There was a valid reason for dismissal.
(b) Notification of reason and (c) Opportunity to respond:
The Applicant was given warnings on 13 July 2018, 17 July 2018, 22 August 2018 and 19 September 2018 that the consequences of not attending an IME may result in disciplinary action. The Respondent gave the Applicant an opportunity to respond on 22 August 2018. The Respondent gave the Applicant a final opportunity to attend an IME, while also consulting with her treating doctor.
The Applicant was notified of the reason for dismissal and given an opportunity to respond.
(d) Unreasonable refusal by the employer to allow the Applicant a support person:
There is no positive obligation on an employer to offer an employee the opportunity to have a support person and is only relevant when an employee asks to have a support person present in a discussion relating to dismissal and the employer unreasonably refuses.[6] I do not consider this to be a relevant factor in this case in determining whether the dismissal was harsh, unjust or unreasonable.
(f) Size of employer’s enterprise, and (g) impact on procedures caused by absence of dedicated human resources:
The procedures undertaken by the Respondent went above what would have been required for the Applicant’s dismissal when an employee is not capable of doing the inherent requirements of the role.
(e) Warning of unsatisfactory performance before the dismissal:
There were no issues of performance raised by the Respondent prior to dismissal.
(h) any other matters that the FWC considers relevant
There are no additional matters provided before me which I consider relevant in determining this matter.
Conclusion
Ms Baker kept repeating ‘she didn't understand and were not in clear easy to understand language.’ In very simple terms, Ms Baker has not been unfairly dismissed.
The Applicant could not work, nor was willing to assist the Respondent in assessing her condition. The Respondent was incredibly patient in accommodating the Applicant’s circumstances waiting over a year and was mindful of her circumstances. The Applicant did not cooperate with the Respondent.
This matter has been pursued by the Applicant for an extraordinary period of time. The delays in the matter have been caused by the Applicant who has sought a numerous number of adjournments. It seems to me that the Applicant has undertaken a determined and spiteful campaign against the Respondent and her correspondence with the Commission is evidence of this.

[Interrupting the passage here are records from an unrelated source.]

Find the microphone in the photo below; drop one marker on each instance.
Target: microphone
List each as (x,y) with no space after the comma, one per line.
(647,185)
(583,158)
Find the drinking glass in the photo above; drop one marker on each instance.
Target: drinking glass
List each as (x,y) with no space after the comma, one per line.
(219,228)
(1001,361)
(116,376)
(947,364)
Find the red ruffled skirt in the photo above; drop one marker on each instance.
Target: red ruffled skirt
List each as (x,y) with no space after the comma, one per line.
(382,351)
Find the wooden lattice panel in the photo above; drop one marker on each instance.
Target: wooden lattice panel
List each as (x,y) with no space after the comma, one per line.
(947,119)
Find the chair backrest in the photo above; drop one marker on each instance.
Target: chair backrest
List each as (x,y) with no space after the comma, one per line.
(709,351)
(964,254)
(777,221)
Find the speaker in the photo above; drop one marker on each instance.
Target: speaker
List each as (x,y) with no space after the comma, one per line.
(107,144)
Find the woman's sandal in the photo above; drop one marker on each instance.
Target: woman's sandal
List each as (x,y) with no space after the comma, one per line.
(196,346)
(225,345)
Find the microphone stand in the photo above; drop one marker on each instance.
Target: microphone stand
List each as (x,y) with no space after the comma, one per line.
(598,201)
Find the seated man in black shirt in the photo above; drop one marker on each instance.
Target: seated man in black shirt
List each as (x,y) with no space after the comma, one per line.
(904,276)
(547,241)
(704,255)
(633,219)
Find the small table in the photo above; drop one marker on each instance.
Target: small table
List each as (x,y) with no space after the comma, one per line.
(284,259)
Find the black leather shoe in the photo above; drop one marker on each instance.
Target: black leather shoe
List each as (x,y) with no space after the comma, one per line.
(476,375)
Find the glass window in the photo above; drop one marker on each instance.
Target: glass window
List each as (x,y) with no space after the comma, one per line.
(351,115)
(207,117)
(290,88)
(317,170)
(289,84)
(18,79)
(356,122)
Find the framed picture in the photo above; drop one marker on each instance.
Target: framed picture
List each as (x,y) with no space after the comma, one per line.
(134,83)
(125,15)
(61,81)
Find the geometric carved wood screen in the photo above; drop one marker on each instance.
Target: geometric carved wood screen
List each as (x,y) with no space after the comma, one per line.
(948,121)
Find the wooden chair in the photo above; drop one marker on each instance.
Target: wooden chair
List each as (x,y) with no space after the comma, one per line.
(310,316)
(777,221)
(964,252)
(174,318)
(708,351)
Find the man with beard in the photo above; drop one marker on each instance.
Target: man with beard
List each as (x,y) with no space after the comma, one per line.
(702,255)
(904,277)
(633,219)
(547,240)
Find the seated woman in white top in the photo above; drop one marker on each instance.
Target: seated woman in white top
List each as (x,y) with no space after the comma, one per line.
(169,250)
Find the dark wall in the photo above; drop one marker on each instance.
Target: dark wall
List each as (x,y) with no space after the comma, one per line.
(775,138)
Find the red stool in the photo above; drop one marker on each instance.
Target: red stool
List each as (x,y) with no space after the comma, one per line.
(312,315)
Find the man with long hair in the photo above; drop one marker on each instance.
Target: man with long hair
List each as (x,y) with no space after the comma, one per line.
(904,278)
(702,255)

This Application is dismissed.
DEPUTY PRESIDENT
Appearances:
No appearances for the Applicant
R. Wilson for the Respondent
Hearing details:
22 April 2024
Hearing via Telephone
Brisbane
Final written submissions:
28 August 2024
[1] Raj Bista v Group Pty Ltd t/a Glad Commercial Cleaning[2016] FWC 3009.
[2] Selvachandran v Peteron Plastics Pty Ltd (1995) 62 IR 371, 373.
[3] Ibid.
[4] [2021] FWC 4 at 118.
[5] Commonwealth of Australia (Australian Taxation Office) t/a Australian Taxation Office v Shamir[2016] FWCFB 4185, [46] citing Allied Express Transport Pty Ltd v Anderson (1998) 81 IR 410, 413.
[6] Explanatory Memorandum to Fair Work Bill 2008 at para. 1542.